Os activistas lançaram um desafio jurídico argumentando que a proibição é inconstitucional porque impede inadmissivelmente a liberdade de expressão implícita do público.
Um relator especial das Nações Unidas centrado na protecção dos direitos humanos após acontecimentos terroristas procurou intervir no caso.
Brendan Lim SC disse que o governo de NSW precisaria ver todos os argumentos do relator especial antes de decidir se se oporia à sua tentativa de intervir.
Uma audiência no Tribunal de Apelações de Nova Gales do Sul foi marcada para 26 de fevereiro.
Blak Caucus, Palestine Action Group e Judeus Contra a Ocupação '48 são os grupos por trás do desafio constitucional.
O porta-voz do Palestine Action Group, Josh Lees, disse no início de janeiro que eles desafiariam a lei e continuariam protestando.

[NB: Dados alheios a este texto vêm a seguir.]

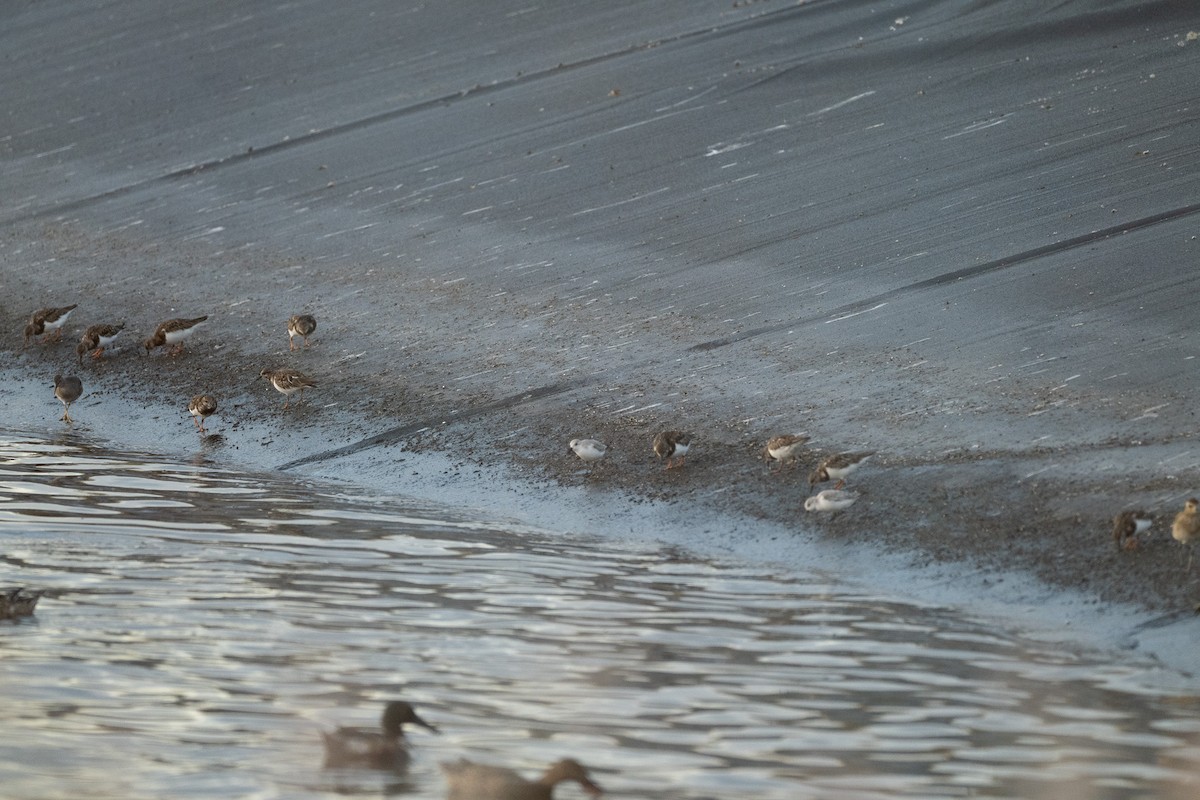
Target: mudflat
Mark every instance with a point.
(961, 236)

Apesar da declaração da polícia, várias manifestações foram realizadas, incluindo aquelas contra as mortes de indígenas sob custódia, em 10 de janeiro, e a marcha anual do Dia da Invasão, em 26 de janeiro.
Um protesto em massa também está sendo preparado devido à controversa visita do presidente israelense, Isaac Herzog, em fevereiro.
A proibição deixa os participantes vulneráveis à prisão por obstruir o trânsito ou pedestres.
A polícia pode instruir os manifestantes a avançar mesmo quando estiverem participando de uma reunião estática.